(Originally appeared in the 2016 Kavli IPMU Annual Report)
※This article has been partially revised.
I’m amazed. This annual report covers our activity through the Japanese Fiscal Year 2016, and the WPI funding was supposed to have finished on March 31, 2017. Then why haven’t we disappeared from the map by now? The Institute for the Physics and Mathematics of the Universe was launched on October 1, 2007. The WPI funding was promised for nine-and-a-half years. We started to recruit the very best scientists with the fear that they may all leave well before the end of this period.

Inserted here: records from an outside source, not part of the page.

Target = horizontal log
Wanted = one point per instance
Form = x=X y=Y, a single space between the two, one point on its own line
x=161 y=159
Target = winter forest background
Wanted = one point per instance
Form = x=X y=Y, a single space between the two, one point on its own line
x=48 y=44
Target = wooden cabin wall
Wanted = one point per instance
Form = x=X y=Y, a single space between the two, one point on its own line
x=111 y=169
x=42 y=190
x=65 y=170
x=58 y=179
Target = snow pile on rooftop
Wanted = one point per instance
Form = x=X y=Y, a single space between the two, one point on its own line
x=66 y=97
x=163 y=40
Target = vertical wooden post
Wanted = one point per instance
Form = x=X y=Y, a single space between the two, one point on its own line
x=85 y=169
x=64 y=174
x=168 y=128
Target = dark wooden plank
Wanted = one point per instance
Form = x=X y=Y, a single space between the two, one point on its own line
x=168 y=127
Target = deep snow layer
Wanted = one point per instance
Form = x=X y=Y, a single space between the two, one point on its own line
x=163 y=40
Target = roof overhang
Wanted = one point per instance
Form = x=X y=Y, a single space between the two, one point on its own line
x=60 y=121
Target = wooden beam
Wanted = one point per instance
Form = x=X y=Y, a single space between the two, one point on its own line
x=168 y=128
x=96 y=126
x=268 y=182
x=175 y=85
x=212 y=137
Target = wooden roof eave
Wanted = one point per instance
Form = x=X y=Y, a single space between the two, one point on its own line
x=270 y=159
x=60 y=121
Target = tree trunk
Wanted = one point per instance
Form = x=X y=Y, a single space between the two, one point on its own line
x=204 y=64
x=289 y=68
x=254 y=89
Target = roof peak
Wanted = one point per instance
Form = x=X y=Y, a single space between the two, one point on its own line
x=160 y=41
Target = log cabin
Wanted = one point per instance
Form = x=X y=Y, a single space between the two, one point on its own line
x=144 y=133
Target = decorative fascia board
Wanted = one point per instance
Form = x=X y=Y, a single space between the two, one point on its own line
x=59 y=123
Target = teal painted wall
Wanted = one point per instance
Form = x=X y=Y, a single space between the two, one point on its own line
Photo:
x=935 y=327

It is a culmination of many forces and sheer luck that got us through these years and beyond.
Kenzo Nakamura was just about to retire from KEK, and agreed to come as the Administrative Director on October 16. He was IPMU Employee #1. Since then, he started to assemble a team of competent staff to get ready for the anticipated arrival of many scientists, with a large fraction from other countries. All the PIs worked hard to advertise the new institute and announced a large number of available positions. At the same time, many of our research projects, most notably the Hyper Suprime-Cam on the Subaru telescope, had started but were constrained by funding. I began my appointment only on January 1, 2008 because of my duties in Berkeley which I had to complete. Kenzo worked out my appointment, which was approved only a few days before my arrival.

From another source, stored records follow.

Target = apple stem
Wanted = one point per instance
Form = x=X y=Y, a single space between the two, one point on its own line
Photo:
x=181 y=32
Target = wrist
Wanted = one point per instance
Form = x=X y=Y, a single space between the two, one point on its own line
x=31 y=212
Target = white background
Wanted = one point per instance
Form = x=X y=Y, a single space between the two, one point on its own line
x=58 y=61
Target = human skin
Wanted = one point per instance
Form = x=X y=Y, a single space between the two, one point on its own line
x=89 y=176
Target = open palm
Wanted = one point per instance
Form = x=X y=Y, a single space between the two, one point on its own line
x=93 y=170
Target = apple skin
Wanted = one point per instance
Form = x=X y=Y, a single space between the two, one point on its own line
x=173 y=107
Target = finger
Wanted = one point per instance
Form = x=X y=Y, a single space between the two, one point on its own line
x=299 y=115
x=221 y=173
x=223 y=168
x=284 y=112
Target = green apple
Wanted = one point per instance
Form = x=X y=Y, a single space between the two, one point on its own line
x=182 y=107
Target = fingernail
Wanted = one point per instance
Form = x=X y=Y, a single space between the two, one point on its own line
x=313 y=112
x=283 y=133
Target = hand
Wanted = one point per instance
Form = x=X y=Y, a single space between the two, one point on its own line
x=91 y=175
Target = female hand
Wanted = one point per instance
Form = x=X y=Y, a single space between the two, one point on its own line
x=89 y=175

Many young faculty started to arrive soon, mostly Japanese at the beginning. Kenzo and I worked with our staff to change their mindset from the traditional system to a new open and forward-looking system. Surprisingly, they were very eager to tackle new challenges. Soon enough, the web site our staff put together received the President’s award, the first recognition by the University that IPMU was off to something good. Yet when the first batch of young international postdocs started to arrive in fall 2008, it was quite a bit of chaos and trial and error. Thanks to the dedication of our staff, we managed to create a system that supports international scientists very well so that they could kick start their research soon after they arrived. The vast majority of initial postdocs are already on faculty positions elsewhere in the world because of their great research accomplishments at IPMU. Given their success, IPMU started to become known to the world, and more people came for workshops and appointments. We started to attract international faculty members. Our building momentum caught the attention of the University administration, and they created Todai Institutes for Advanced Study (TODIAS) to house IPMU, later renamed as UTokyo Institutes for Advanced Study (UTIAS). It was originally meant to be a purely organizational issue, but it turned out to have critical importance later.
Thanks to the wise decision by Executive Vice President Nishio, we could build our wonderful building by borrowing money from ten-years of overhead up front. Thanks to the strong support by Executive Vice President Okamura, we could launch daily tea times, and create a flexible appointment system. Thanks to then-Presidents Komiyama and Hamada, we started to obtain permanent positions, despite the fixed-term nature of funding. The Kavli Foundation observed this development, and decided to make IPMU the first Kavli Institute in Japan; actually the first institute in Japan named after any donor, not to even speak of an international donor. It broke new ground, and gave us greater visibility. IPMU became Kavli IPMU in 2012. The Foundation had intended to make this happen earlier, but was delayed by Lehman shock in 2008.
Yet the Lehman shock helped. It prompted the Japanese government to create an economic stimulus package, which included large funding called FIRST to 30 individuals. By sheer luck, I managed to get one approved, without which the current major project Hyper Suprime-Cam would not have been completed, nor the next major project Prime Focus Spectrograph launched.
We were very keen on public outreach from the onset, because of our sense of our obligation to bring back the research products to those who paid for them, namely the general public. Unexpectedly, it created a strong public support for Kavli IPMU, by being volunteers, providing donations, and just being fans.
All of them combined, we received the top mark from the interim review on Dec 2012. Mr. Towatari, then a high-ranking official at MEXT, suggested that we should go after permanent funding that goes beyond WPI. The TODIAS framework gave us the right to put forward a budget request. It took several years to materialize, but without his suggestion, we would not have put in such a request. It started to produce permanent funding so that Kavli IPMU could go on beyond the WPI funding.
In the mean time, our scientists kept producing world class research as we have shown in the annual reports the last nine times. Then in October 2015, we were overjoyed when one of our PIs, Takaaki Kajita was announced as a recipient of the Nobel Prize in Physics!
If we had missed any one of them above, we would not be here today.